クモノカタチ

山から街から、雲のように思いつくままを綴ります

運がいいと考える

今年は前厄なのか、いろいろスムーズにいかない。

そうは言ってもこういう時はいいことを忘れて悪いことにフォーカスしているだけかもしれないし、いい時は悪いことを忘れているだけだろう。「運がいい人」というのは運がいいと思い込んでいる人なのかもしれない。

 

マイケル・サンデル『実力も運の家 能力主義は正義か?』を読む。

原題は"Tyranny of Merit"だから「功利の専制」ということになる。

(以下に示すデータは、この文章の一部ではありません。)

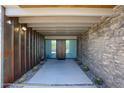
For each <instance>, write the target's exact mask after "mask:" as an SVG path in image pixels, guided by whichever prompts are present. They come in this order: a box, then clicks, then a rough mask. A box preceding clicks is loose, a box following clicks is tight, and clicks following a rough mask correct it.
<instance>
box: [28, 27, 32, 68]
mask: <svg viewBox="0 0 124 93" xmlns="http://www.w3.org/2000/svg"><path fill="white" fill-rule="evenodd" d="M28 30H29V69H31V62H32V60H31V30H32V29H31V28H28Z"/></svg>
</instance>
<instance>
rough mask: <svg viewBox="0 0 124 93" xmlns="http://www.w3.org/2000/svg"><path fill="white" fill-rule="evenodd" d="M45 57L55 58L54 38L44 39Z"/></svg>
mask: <svg viewBox="0 0 124 93" xmlns="http://www.w3.org/2000/svg"><path fill="white" fill-rule="evenodd" d="M45 48H46V58H56V40H46V47H45Z"/></svg>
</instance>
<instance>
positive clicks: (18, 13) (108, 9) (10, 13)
mask: <svg viewBox="0 0 124 93" xmlns="http://www.w3.org/2000/svg"><path fill="white" fill-rule="evenodd" d="M5 14H6V16H10V17H21V16H112V14H113V11H112V8H20V7H16V8H9V7H7V8H6V13H5Z"/></svg>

意訳すると「実力の横暴」。「実力主義への疑問」ということになるだろう。

その前に読んだジェフリー・S・ローゼンタール『それはあくまで偶然です』が統計学的に「運」というものをユーモアを交えて書いたものであるのに対して、サンデル教授の方は「運」に対する人々の反応や見解を述べている。

面白いのが「悪いことをしたら報いを受け、善行は必ず報われる」といったことが、「成功は善行の報いである」と変換されることだ。『実力も運~』ではこの考えが能力主義の源となっているという。

つまり、成功した人はすべて自分の努力と実力で勝ち取ったものだと考えてしまうのだという。

 

まあ、どっちがいいのかわからないけど、自分は運がいいと思ってそれなりにポジティブに、それなりに謙虚に生きるのが良さそうだ。